How to disable images and CSS in Puppeteer to speed up web scraping

Share:

disable-images-and-css-using-puppeteer

Loading a web page with images could slow down web scraping due to reduced page speed. If you are looking to speed up browsing and necessary data scraping, disabling CSS and images could help with that while also reducing bandwidth consumption. This tutorial will show you how to do that.

What slows your page down?

Size has a direct impact on page speed. Browsers take time to load embedded code as well as images, especially the big ones. The average page size is more than 2MB which is three times more than it was, just three years ago.

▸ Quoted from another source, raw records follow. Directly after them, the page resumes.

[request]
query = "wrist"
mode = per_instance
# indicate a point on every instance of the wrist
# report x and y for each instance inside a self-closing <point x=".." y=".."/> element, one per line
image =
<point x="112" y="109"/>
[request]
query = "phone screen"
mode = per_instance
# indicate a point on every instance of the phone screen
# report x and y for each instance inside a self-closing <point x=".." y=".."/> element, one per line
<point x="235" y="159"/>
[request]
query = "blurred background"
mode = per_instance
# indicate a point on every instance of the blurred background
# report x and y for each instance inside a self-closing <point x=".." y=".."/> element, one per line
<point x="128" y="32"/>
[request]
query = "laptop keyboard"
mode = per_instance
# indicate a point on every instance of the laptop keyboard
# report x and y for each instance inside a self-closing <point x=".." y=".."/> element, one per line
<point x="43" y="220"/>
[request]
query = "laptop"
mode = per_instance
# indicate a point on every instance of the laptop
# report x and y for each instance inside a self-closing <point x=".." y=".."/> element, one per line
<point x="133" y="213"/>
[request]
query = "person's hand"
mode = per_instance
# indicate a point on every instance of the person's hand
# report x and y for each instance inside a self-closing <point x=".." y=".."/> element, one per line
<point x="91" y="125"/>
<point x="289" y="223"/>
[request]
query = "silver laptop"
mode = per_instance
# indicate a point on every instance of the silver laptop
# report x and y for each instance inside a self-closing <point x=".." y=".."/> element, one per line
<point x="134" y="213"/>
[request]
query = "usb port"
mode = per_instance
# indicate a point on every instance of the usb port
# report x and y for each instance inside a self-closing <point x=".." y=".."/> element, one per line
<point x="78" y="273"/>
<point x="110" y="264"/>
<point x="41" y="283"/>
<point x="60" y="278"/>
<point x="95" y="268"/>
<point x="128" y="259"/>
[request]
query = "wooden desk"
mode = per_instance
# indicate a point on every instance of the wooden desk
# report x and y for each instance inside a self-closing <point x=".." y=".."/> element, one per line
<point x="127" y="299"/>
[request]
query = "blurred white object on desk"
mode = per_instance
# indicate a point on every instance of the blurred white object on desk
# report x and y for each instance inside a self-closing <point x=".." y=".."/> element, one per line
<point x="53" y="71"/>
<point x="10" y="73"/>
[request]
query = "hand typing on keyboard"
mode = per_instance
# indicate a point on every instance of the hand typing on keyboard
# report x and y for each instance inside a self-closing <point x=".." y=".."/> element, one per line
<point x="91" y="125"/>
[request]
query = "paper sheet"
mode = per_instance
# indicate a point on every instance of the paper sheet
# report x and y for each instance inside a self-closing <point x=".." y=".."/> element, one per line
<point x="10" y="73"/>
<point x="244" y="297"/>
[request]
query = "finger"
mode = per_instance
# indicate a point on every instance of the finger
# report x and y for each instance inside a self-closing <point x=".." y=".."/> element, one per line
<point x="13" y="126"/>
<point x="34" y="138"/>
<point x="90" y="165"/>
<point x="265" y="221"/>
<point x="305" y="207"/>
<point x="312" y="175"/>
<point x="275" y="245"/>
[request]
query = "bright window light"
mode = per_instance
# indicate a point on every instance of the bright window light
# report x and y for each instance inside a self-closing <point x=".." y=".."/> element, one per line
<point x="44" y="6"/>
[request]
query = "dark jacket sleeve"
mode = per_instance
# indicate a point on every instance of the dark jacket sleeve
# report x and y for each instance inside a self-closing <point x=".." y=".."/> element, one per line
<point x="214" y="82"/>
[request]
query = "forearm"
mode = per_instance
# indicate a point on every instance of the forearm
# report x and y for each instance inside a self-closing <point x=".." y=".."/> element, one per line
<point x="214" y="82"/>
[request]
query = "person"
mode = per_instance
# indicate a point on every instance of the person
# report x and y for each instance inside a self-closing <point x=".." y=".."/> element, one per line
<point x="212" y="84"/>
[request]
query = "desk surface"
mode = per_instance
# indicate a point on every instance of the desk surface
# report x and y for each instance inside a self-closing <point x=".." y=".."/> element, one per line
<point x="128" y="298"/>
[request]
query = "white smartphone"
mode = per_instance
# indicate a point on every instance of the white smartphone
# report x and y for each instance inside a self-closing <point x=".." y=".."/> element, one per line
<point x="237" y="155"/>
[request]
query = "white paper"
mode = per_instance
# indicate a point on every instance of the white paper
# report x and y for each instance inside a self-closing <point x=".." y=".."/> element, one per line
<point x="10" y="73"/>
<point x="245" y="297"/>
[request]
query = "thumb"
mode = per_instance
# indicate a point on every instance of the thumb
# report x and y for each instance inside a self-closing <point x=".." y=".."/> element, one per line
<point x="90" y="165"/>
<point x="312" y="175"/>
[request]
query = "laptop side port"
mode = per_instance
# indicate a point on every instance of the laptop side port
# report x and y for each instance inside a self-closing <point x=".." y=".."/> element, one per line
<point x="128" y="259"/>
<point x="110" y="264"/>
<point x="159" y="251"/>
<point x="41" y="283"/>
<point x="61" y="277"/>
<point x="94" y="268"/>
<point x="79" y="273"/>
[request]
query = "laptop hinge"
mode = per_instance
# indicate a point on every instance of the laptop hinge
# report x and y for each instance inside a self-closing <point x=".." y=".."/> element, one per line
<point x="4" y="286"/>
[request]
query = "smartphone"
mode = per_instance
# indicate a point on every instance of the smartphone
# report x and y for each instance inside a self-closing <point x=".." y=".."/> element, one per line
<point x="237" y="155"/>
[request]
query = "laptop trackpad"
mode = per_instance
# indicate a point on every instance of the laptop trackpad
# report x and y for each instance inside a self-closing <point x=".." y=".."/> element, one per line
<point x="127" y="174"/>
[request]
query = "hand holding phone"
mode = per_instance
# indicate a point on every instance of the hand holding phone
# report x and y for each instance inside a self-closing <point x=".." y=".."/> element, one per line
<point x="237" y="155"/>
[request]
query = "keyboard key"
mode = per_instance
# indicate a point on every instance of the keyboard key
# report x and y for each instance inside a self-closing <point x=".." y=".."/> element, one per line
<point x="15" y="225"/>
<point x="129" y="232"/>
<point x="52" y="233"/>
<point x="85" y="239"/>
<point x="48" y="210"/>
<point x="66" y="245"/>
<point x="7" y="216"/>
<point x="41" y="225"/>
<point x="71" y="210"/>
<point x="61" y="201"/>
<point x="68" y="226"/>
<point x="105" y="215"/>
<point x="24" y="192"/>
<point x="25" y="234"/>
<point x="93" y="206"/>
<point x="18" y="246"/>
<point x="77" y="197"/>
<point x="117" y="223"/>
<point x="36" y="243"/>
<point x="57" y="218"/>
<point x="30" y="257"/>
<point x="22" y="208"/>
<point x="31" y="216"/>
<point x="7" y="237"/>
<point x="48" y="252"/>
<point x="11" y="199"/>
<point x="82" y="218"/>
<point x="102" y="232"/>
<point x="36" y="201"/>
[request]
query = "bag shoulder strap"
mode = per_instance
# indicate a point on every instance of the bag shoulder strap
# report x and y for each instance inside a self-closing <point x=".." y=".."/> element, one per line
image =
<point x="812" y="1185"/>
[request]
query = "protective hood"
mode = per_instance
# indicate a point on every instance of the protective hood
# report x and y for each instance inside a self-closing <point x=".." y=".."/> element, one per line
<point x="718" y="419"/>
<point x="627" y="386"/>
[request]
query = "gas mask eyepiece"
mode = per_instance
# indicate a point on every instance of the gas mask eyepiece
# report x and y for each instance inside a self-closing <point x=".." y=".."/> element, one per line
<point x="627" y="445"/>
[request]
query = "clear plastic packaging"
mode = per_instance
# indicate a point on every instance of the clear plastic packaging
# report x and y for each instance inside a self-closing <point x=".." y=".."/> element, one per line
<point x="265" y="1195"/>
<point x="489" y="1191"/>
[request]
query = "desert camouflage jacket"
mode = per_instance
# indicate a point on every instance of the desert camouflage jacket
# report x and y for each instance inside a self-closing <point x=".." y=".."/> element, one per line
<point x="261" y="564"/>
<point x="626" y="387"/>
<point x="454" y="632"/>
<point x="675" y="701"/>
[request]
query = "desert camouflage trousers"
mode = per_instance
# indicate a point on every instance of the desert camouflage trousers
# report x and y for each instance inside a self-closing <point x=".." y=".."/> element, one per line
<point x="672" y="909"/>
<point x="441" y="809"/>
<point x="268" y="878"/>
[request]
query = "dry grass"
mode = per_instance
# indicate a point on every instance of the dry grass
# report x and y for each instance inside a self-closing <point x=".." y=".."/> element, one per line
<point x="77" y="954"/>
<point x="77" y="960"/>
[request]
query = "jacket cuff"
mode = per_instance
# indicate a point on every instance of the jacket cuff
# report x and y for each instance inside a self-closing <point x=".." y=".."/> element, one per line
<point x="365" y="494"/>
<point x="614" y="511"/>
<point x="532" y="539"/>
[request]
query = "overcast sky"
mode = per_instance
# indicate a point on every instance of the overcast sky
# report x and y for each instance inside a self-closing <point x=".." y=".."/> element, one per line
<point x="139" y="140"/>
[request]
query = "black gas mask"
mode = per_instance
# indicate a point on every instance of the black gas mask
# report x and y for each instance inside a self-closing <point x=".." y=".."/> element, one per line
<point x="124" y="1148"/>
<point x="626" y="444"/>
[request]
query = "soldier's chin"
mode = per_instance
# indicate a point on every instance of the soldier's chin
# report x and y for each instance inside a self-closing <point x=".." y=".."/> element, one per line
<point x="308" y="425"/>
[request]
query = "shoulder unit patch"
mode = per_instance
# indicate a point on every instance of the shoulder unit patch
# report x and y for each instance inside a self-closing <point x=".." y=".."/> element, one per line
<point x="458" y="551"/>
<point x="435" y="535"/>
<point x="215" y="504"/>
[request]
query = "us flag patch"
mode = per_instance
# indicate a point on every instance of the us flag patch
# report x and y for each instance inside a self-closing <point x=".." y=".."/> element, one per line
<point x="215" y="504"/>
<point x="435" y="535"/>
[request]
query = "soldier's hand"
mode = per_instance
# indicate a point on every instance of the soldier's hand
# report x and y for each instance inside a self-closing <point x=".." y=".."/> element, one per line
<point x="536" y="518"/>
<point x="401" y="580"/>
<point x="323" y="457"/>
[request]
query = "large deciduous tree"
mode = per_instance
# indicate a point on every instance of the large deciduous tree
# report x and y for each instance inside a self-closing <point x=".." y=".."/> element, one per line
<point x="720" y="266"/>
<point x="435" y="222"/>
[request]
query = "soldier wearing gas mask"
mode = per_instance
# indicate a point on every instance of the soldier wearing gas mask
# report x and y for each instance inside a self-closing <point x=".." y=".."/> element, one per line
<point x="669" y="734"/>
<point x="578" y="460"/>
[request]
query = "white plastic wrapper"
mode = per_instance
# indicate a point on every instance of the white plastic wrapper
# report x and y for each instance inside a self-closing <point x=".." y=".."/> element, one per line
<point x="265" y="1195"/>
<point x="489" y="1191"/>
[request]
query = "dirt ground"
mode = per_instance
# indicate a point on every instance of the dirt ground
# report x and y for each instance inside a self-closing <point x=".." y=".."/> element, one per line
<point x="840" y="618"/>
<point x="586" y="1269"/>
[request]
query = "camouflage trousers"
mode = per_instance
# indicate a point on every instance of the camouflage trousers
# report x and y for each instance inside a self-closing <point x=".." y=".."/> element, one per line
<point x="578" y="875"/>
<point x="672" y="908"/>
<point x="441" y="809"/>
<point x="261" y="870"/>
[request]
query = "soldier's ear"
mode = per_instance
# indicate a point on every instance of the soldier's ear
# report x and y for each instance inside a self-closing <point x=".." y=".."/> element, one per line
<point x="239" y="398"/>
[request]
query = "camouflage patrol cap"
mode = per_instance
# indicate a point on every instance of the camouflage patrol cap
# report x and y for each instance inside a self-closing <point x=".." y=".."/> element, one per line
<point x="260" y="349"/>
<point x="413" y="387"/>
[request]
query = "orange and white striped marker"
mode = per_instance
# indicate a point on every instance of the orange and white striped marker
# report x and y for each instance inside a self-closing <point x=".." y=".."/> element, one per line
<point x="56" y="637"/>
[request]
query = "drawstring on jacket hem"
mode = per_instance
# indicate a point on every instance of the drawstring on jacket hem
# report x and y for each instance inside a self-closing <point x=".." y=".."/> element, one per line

To find the differences, we opened eBay.com with images and CSS both enabled and disabled and tracked the total page loading time. Before each test, the browser and cache were cleared to make sure the results were accurate. When we loaded the page with images and CSS enabled, it took 15 seconds to load completely.

loading-web-page-ebay

With images and CSS disabled, the page fully loaded in 6.5 seconds. The difference is quite huge.

disabling-image-and-css

Note: There are some websites which have content that is dependent on CSS. In such a case, the content itself will not load if the CSS is disabled. Make sure you check that the content of the site loads without CSS before scraping.

Required Tools

If you already know how to install Puppeteer, skip to the next section.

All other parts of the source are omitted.